Different result size between SELECT * and SELECT COUNT(*) on Oracle - sql

I have an strange behavior on an oracle database. We make a huge insert of around 3.1 million records. Everything fine so far.
Shortly after the insert finished (around 1 too 10 minutes) I execute two statements.
SELECT COUNT(*) FROM TABLE
SELECT * FROM TABLE
The result from the first statement is fine it gives me the exact number of rows that was inserted.
The result from the second statement is now the problem. Depending on the time, the number of rows that are returned is for example around 500K lower than the result from the first statement.

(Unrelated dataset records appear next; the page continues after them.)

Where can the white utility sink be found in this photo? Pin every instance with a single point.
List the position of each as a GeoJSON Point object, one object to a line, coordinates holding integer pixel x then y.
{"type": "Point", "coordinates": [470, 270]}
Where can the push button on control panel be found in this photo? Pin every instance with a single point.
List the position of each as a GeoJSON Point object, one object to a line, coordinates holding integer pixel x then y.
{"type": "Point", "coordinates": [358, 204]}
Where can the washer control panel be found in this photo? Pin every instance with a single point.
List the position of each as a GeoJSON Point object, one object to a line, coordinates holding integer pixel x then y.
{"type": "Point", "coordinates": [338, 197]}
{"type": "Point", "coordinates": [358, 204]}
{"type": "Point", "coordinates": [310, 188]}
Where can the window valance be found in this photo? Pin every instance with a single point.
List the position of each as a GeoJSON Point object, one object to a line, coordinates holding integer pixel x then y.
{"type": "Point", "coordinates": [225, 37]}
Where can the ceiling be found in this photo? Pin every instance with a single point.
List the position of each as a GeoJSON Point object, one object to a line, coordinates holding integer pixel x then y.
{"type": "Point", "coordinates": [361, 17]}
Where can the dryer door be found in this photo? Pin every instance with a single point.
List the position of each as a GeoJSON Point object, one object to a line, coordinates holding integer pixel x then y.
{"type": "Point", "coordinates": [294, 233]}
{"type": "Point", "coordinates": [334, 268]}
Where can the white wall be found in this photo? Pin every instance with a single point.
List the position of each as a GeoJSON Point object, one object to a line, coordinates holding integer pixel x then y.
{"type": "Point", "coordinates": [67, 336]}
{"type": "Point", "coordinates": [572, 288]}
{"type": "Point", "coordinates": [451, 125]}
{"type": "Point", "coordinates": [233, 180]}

The difference of the two results is decreasing with time.
So I have to wait 15 to 30 minutes before both statements return the same number of rows.
I already talked with the oracle dba about this issue but he has no idea how this could happen.
Any ideas, questions or suggestions?
Update
When I select only an index column I get the correct row count.
When I instead select an non index column I get again the wrong row count.

That doesn't sounds like a bug to me, if I understood you correctly, it just takes time for Oracle to fetch the entire table . After all, 3 Mil is not a small amount.
As opposed to count, which brings 1 record with the total number of rows.
If after some waiting, the number of records being output equals to the number that the count query returns, then everything is fine.

Have you already verified with these things:
1- Count single column instead of * ALL to verify both result
2- You can verify both queries result by adding where clause and gradually select more rows by removing conditions so that you can get the issue where it is returning different value from both.

I think you should check Execution plan to identify missing indexes to improve performance.
Add missing Indexes and check the result.
Why missing Indexes are impotent:
To count row, Oracle engine no need to go throw paging operation. But while fetching all the details from a table, it requires to go through paging.
And paging process depends on indexes created on a table to fetch the data effectively and fast.
So to decrease time for your second statement, you should find missing indexes and create those indexes.
How to Find Missing Indexes:
You can start with DBA_HIST_ACTIVE_SESS_HISTORY, and look at all statements that contain that type of hint.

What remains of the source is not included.